On my first day of work, I show up at Transistor Plant #2 and I'm stopped at the guard shack. They're expecting me. I'm to go the the badging office, then personnel, then to orientation.

Orientation involves going into a little makeshift theatre; 16mm projector and a few chairs, but I'm the only hire today. The first movie is mostly cartoon, something like "The World of Chemicals" or "Our Friends, the Chemicals". Probably made by DuPont or Dow and shown to middle school students. The second movie has lower production values and is much more serious. Guy in white coat with clipboard doing a lot of talking:

At Fairchild, in your job you'll be around chemicals. You should know about them: such-and-such gas is odorless and tasteless and is poisonous to one part in seven zillion. Such-and-such liquid is odorless, no one knows how it tastes, is too corrosive to be contained by any material other than so-and-so. Next gas, another liquid, etc.

OK. We have a bunch of safety equipment around here. Learn how to use them. Here's what an eyewash station looks like; here's a map that shows where they are. Here's what the emergency showers look like; pull on this chain and water dumps on your head. Here's what the oxygen man-packs look like, here's how you put one on. Here's a decontaminating suit, but they're hard to find and you may not have time to put one on. Here's what the gas leak panic button looks like; try not to hit one unless you mean it.

Uh, let's see. If you see a spilled liquid in your area, don't move and use one of the red phones on the wall to call extension 44673428. If you see a leaking pipe call 44764328 unless it's a gas pipe, and then you call 47643843. If the liquid is flowing towards you and your route is blocked you'll need one of these pails of vermiculite...

The room is kind of dark but I try to scribble down the numbers and otherwise make the notes that might save my life when the movie ends. The orientation lady detects my panic and tells me that this safety stuff is just a formality. I should report to work now.
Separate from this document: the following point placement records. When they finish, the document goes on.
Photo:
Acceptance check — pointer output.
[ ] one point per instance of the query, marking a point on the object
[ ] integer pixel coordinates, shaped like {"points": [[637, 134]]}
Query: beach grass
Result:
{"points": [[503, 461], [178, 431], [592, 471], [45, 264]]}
Apparently my office is 17-273; I have to go to the end of this hall, turn right, then left, go through the double doors, end of hallway, left, right, etc. I pass glass walls behind which people in gauze smocks and showercaps are rolling carts which have salami-sized glass tubes or blue plastic lunchboxes on them. Other rooms have fat ladies in the smock+showercap outfit sticking something small into a hole in a box that has one big red and one big green light on it. I get lost, but there is some logic to the numbering. I'm in hallway #12 now, next to office 12-782. Left here, right there, I won't be all that late.

I come upon an enormous puddle of some colorless, odorless but doubtless foul-tasting liquid. Not seeing a red phone anywhere nearby, I turn around and look for another route.